Build your own VCS

A good conceptual model is the key to using any tool effectively. In order to use a version control system, or even understand how it can be useful, you will need to develop a conceptual model. For programmers, coding something yourself is a very effective way to develop a conceptual model of how it works – a model that you can feel. This fun activity will help you develop a conceptual model that will make learning a complex tool much simpler.

Getting Started – what does a VCS do?

Version control is a system that records changes to a file or set of files over time so that you can recall specific versions later.

From the git book section 1.1.

A Version Control System allows you to keep track of your code, view different versions of your code, switch between versions, maintain different versions of your code, and share your work with other programmers.

Before we start building one, we need to have some basic concepts:

Working directory: this is the directory containing your code. You will be modifying files in this directory.
Repository: this is a hidden subdirectory of your working directory that will contain all the files that your VCS needs to manage your code. We’ll name this .repo.

In this activity, we will keep things simple by adding another directory, .vcs – this is where we will keep the code of our vcs so that we can easily reference the scripts we create. Ordinarily your VCS is a software packaged installed on your operating system, so you just run it as you would any other linux command. But we don’t have time to mess with the $PATH variable and such, so this is simpler.
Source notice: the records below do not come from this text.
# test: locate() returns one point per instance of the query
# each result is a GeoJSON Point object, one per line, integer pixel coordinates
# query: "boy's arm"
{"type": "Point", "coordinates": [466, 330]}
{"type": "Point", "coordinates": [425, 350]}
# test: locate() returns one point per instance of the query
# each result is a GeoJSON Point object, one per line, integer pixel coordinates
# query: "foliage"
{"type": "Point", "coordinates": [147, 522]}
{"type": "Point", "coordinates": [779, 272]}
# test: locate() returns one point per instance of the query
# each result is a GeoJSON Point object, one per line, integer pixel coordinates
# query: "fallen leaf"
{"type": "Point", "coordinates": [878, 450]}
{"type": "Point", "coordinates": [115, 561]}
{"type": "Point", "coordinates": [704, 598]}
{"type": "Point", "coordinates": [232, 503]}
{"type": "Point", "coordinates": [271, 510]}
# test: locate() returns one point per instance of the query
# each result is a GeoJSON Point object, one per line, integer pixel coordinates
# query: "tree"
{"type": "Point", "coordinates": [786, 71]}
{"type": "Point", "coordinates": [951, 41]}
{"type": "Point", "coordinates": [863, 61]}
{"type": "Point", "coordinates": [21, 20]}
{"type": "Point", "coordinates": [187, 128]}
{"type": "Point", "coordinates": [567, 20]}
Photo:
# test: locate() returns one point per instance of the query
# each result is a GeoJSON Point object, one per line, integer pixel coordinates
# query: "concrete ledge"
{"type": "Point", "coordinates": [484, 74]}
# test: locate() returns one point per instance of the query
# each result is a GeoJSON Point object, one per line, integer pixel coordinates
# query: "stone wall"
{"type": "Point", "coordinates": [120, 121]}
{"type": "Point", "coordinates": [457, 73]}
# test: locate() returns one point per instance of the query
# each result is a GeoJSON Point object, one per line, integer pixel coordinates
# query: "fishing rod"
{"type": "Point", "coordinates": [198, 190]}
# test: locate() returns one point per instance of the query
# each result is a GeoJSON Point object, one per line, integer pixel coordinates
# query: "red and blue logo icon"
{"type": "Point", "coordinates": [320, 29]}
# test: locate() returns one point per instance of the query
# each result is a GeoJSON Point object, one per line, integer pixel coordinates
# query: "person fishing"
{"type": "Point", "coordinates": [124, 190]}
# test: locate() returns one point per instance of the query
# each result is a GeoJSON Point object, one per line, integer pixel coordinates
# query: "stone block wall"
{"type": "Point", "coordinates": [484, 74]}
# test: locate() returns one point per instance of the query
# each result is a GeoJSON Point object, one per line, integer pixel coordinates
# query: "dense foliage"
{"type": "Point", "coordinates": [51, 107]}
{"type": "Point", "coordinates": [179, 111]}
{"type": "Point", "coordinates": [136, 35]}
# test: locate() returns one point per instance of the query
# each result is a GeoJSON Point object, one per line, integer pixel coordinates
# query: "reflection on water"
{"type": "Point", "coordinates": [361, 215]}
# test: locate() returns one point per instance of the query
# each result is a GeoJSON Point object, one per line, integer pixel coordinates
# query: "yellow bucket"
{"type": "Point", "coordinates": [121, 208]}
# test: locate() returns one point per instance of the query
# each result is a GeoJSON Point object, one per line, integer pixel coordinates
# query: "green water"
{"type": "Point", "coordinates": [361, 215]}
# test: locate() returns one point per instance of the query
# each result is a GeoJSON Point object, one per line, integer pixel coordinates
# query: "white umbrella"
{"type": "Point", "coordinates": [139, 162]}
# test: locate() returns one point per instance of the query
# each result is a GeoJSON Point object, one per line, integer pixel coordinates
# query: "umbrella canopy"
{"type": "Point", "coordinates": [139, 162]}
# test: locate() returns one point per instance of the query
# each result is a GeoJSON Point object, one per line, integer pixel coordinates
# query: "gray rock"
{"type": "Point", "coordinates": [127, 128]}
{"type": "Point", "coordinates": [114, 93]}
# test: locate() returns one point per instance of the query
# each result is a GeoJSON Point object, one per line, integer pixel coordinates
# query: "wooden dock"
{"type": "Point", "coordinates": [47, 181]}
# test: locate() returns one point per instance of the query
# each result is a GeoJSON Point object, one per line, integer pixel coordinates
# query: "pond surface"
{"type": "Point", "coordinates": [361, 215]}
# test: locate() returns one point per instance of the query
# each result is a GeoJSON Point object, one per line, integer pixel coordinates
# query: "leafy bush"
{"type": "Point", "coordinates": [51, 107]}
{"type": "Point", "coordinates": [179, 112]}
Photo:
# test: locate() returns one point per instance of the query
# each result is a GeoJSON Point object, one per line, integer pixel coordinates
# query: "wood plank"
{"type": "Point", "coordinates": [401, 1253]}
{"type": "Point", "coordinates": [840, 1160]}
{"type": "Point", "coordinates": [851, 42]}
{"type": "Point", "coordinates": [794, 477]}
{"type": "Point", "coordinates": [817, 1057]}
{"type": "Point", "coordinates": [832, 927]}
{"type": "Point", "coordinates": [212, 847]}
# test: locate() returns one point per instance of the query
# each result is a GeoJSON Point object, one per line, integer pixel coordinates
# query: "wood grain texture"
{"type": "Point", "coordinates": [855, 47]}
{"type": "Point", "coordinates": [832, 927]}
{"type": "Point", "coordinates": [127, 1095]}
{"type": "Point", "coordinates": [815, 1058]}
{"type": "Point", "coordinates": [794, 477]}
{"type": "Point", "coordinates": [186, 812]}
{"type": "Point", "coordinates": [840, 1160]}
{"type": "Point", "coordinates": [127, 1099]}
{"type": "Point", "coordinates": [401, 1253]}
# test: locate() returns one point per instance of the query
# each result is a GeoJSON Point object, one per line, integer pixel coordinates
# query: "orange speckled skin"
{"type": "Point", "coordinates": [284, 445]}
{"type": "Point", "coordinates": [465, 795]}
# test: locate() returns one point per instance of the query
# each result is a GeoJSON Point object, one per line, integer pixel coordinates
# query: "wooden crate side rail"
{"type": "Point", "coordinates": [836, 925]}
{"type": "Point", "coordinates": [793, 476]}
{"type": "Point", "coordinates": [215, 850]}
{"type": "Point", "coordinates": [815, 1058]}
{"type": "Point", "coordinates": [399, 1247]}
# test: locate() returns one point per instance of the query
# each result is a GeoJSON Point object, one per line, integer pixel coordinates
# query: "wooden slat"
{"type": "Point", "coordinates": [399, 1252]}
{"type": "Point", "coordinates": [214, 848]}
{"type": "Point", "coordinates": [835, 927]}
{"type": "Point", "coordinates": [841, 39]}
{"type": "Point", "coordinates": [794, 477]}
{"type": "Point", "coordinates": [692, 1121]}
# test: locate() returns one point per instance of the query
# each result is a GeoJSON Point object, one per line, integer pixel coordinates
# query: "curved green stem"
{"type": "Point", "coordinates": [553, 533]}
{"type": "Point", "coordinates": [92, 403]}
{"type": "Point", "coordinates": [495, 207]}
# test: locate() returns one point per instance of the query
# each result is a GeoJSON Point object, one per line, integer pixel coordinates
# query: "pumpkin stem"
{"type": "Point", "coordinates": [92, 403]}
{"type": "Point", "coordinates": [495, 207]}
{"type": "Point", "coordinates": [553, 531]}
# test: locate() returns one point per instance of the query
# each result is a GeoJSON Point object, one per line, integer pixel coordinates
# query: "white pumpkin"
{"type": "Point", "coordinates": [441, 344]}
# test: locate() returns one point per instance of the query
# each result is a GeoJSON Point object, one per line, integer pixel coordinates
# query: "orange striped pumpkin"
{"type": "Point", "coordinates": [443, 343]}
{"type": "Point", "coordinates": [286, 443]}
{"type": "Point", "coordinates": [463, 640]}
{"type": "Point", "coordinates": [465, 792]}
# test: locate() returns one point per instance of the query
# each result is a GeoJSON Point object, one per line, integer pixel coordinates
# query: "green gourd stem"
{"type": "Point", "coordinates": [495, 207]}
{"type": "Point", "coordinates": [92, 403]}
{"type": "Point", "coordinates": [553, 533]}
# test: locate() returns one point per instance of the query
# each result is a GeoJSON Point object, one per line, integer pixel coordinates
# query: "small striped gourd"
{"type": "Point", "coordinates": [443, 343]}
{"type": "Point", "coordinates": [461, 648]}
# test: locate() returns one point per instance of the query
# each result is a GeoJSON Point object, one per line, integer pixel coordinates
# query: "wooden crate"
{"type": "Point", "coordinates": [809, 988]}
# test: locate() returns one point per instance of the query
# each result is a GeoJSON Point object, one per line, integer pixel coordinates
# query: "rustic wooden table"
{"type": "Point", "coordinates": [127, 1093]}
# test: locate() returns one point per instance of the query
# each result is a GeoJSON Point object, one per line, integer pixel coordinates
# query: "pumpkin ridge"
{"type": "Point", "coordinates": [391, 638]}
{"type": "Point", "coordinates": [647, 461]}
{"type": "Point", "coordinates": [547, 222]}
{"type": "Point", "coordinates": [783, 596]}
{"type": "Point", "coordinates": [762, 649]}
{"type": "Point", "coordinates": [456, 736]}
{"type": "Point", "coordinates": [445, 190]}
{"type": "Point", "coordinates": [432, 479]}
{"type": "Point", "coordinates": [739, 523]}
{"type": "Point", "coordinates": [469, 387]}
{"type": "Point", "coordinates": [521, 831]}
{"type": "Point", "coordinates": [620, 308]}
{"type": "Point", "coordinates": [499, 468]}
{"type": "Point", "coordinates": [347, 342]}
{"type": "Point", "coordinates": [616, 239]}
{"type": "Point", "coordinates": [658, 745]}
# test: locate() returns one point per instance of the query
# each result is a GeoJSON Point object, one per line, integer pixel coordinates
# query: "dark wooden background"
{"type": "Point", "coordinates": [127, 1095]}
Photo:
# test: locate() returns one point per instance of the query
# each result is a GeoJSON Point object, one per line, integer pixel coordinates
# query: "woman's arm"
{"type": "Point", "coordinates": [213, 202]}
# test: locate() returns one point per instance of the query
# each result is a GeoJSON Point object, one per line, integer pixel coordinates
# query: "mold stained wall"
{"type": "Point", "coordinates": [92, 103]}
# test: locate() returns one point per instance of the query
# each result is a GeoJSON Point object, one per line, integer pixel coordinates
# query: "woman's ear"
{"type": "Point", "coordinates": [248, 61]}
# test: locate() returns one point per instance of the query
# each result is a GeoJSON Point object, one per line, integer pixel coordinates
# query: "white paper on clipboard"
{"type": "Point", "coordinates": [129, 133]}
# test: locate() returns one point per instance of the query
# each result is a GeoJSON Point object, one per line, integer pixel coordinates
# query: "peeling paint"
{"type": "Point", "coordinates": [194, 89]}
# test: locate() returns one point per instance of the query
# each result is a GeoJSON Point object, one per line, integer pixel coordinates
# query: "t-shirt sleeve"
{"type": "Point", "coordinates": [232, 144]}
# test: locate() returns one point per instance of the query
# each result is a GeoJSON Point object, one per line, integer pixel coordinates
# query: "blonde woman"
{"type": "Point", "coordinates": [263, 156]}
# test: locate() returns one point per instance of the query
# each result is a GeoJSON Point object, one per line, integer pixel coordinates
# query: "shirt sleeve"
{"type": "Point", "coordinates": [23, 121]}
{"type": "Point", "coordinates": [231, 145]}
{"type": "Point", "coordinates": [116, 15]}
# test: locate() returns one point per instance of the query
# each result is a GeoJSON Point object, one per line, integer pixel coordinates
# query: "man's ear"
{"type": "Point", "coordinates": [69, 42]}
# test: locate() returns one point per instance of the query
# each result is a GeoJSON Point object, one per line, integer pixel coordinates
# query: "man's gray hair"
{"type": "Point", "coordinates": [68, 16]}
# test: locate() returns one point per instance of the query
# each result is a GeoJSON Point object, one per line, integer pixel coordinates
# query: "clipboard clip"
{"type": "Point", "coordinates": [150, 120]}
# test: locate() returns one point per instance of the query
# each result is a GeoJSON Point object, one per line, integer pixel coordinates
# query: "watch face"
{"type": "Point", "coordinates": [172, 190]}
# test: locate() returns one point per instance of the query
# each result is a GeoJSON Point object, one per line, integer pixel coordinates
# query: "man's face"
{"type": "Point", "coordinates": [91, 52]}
If you crave a top down understanding, here’s a basic outline:

A version control system will allow us to save snapshots of our code, creating a history that we can navigate back and forth through. We can tag snapshots so they are easier to find. We can also create parallel branches of code, so that we can try things and discard them later (or so that multiple people can work in parallel). Branching necessitates merging, and we will keep our project simple by stopping the train before we start trying to merge code. But having done all the other things will give you enough of an idea of how everything else works that you will be able to appreciate the complexity of the merge process. And the magic necessary to make it smooth.

We will start our version control system with the basics – saving code. In order to do that, we’ll have to detour through setting up a repository. From there we will figure out how to jump around in the history. Once we can jump around, tagging will be a simple extension. Then we will come to figuring out how to do branching… which is deceptively complex in its own right. :) And once you’ve finished branching, you’ll be ready for Git.

Project

Download the initial project files, and follow the instructions in the README. The project includes some test scripts that you can use to verify that your scripts do exactly what they are supposed to. A (mostly blank) file has already been created for each of the scripts you will need to write, and the test script will also make sure they are all executable.

Initial Project Files

The main instruction you will need is: run the tests with make test.

Setting up a Repository

The first thing you would want to do with a VCS is save your code regularly. (Not just save your files, but save the entire set of your project’s files). But we need a place for saving code, and a system for saving code.

The init script is the beginning of any VCS project.

The goal is to type vcs-init.sh <directory>, and have your repository set up.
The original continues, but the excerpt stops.